Page 15 of The Kingdom of Gods


  I paused then, because Shahar was looking at me oddly. “What in every god’s name are you talking about?”

  “Nothing. I’m babbling.” I yawned, my jaw cracking with the effort. “Sleep makes me stupid. Never liked it.”

  “Mortalfuck,” she said, looking thoughtful. “Is that —” She paused, grimacing, too refined to say the word beyond repeating my term. “Being with a mortal. Is it such an anathema among gods that you use it as a curse?”

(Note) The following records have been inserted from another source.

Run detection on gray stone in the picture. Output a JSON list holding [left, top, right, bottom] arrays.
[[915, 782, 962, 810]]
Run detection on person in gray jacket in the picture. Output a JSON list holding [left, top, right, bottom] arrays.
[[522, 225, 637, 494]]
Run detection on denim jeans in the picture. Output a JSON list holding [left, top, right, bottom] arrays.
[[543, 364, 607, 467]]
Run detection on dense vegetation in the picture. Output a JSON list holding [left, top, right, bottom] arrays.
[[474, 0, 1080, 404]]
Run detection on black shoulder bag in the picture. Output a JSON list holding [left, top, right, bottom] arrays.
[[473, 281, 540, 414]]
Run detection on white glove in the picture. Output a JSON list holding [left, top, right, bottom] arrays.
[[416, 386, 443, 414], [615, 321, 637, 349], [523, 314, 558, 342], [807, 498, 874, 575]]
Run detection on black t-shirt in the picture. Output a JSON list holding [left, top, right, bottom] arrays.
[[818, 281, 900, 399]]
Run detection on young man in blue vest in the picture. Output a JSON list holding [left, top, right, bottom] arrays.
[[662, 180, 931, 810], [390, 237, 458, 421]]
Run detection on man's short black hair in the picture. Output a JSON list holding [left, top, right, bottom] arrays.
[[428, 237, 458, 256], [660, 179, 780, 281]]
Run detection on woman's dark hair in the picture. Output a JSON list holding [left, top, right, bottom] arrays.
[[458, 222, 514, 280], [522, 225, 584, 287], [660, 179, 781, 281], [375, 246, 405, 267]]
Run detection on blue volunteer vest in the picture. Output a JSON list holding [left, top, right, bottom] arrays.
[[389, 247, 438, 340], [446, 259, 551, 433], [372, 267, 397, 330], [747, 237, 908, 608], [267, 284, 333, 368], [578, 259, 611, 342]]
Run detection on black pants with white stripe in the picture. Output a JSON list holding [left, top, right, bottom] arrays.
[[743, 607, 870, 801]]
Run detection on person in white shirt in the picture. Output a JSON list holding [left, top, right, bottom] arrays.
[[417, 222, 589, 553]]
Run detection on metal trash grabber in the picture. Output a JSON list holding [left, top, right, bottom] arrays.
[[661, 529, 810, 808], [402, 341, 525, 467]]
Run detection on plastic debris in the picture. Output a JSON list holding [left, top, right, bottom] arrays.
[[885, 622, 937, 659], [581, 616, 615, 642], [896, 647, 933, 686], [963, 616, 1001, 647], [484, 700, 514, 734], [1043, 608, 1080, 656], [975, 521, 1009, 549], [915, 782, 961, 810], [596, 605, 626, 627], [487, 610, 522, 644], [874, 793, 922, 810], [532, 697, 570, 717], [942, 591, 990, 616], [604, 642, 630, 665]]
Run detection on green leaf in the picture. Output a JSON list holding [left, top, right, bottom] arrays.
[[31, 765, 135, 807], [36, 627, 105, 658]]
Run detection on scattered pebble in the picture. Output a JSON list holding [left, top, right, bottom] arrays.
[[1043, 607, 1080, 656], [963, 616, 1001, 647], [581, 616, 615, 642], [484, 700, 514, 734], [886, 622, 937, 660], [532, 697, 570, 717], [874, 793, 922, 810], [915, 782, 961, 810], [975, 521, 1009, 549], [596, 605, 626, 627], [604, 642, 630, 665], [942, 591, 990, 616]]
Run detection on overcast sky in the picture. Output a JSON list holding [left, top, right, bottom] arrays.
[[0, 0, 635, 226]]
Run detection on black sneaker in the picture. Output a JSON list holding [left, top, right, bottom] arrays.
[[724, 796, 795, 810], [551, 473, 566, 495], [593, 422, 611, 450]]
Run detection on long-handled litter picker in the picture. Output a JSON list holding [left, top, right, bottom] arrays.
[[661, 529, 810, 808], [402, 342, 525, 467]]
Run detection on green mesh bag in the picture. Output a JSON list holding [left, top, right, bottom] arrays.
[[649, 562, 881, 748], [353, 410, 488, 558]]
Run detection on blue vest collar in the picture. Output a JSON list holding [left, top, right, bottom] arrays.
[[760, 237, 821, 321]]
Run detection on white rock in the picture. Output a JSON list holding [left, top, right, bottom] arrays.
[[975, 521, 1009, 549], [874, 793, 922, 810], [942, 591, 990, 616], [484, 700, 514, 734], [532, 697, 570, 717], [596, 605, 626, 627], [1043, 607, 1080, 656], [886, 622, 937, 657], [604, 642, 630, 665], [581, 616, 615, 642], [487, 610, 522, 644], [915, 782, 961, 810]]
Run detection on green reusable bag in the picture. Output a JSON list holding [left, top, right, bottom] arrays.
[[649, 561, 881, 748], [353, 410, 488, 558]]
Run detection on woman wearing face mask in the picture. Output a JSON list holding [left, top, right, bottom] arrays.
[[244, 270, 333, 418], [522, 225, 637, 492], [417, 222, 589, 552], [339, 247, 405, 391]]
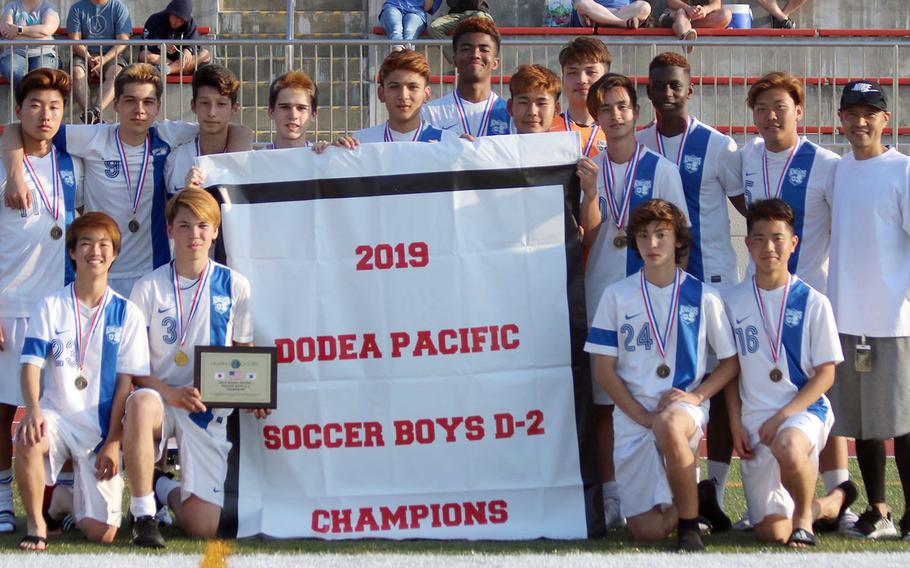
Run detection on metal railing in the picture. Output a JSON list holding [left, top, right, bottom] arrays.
[[0, 37, 910, 150]]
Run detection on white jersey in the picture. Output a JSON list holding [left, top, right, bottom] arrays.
[[636, 116, 743, 288], [740, 136, 840, 294], [828, 148, 910, 337], [20, 285, 149, 443], [420, 91, 518, 136], [585, 148, 688, 323], [54, 120, 199, 279], [353, 122, 458, 144], [130, 261, 253, 387], [723, 277, 844, 426], [585, 271, 736, 409], [0, 150, 82, 318]]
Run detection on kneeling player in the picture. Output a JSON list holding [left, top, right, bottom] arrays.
[[16, 212, 149, 550], [585, 199, 738, 551], [123, 188, 266, 548], [724, 199, 857, 547]]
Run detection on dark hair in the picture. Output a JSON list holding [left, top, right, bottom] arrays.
[[627, 199, 692, 264]]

  I blushed, though it bothered me that I did. I had nothing to be ashamed of. Pushing myself up on my elbows, I said, “No, it’s not anathema at all. Far from it.”

  “What, then?”

  I tried to seem nonchalant. “It’s just that mortals are dangerous to love. They break easily. In time, they die. It hurts.” I shrugged. “It’s easier, safer, to just use them for pleasure. But that’s hard, too, because it’s impossible for us to take pleasure without giving back something of ourselves. We are not …” I groped for the words in Senmite. “We do not … It isn’t our way. No, it isn’t natural to do things that way, to be nothing but body, contained only within ourselves, so when we are with another, we reach out and the mortal gets inside us — we can not help it — and then it hurts to push them out, too …” I trailed off, because Shahar was staring at me. I’d been talking faster and faster, the words tumbling together in my effort to convey how it felt. I sighed and forced myself back to human speed. “Being with mortals isn’t anathema, but it’s not good, either. It never ends well. Any god with sense avoids it.”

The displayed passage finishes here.